Nonostante un recente memorandum d'intesa tra gli Stati Uniti e l'Iran volto a riaprire questo corridoio energetico cruciale, rimane incertezza per i proprietari di navi. L'IRGC insiste che sono consentite solo rotte di navigazione designate e che le imbarcazioni devono coordinarsi con le forze iraniane.
Dati recenti mostrano un recupero timido nel traffico marittimo, con i transiti che sono triplicati a 93 lo scorso fine settimana rispetto ai periodi precedenti, sebbene questo rimanga significativamente al di sotto dei livelli pre-bellici.
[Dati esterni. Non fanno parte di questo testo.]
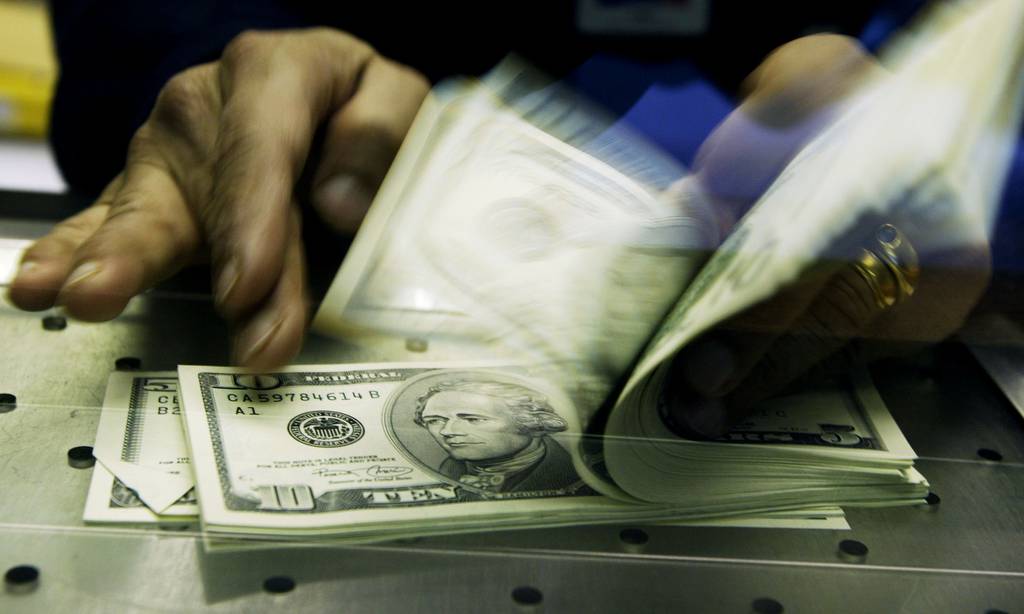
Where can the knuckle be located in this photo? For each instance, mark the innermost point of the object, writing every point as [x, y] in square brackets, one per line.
[182, 104]
[144, 148]
[245, 46]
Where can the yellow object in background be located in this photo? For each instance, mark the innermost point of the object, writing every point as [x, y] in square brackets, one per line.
[28, 69]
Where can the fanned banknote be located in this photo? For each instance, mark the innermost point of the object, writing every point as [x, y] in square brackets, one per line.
[494, 229]
[376, 451]
[143, 470]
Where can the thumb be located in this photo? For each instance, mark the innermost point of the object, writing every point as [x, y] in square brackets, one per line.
[361, 140]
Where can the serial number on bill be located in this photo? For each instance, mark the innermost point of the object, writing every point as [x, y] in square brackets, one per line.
[291, 397]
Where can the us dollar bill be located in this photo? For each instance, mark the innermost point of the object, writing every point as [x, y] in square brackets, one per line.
[379, 449]
[143, 470]
[492, 229]
[944, 117]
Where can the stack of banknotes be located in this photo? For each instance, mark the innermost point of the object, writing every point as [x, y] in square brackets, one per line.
[523, 228]
[381, 451]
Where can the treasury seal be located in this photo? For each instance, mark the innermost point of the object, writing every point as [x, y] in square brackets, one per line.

Gli analisti, tra cui Helima Croft di RBC Capital Markets, avvertono che se l'Iran continuerà a esercitare il controllo sullo Stretto, ciò potrebbe portare a riduzioni a lungo termine dei flussi di petrolio, poiché gli operatori potrebbero evitare l'area a causa di preoccupazioni per la sicurezza.
Anche il Tesoro degli Stati Uniti ha imposto sanzioni alle autorità marittime iraniane, indicando una posizione ferma contro qualsiasi tentativo di imporre pedaggi o controlli sullo stretto. In generale, la situazione sottolinea la natura fragile delle operazioni marittime nella regione e le potenziali implicazioni per l'offerta globale di petrolio.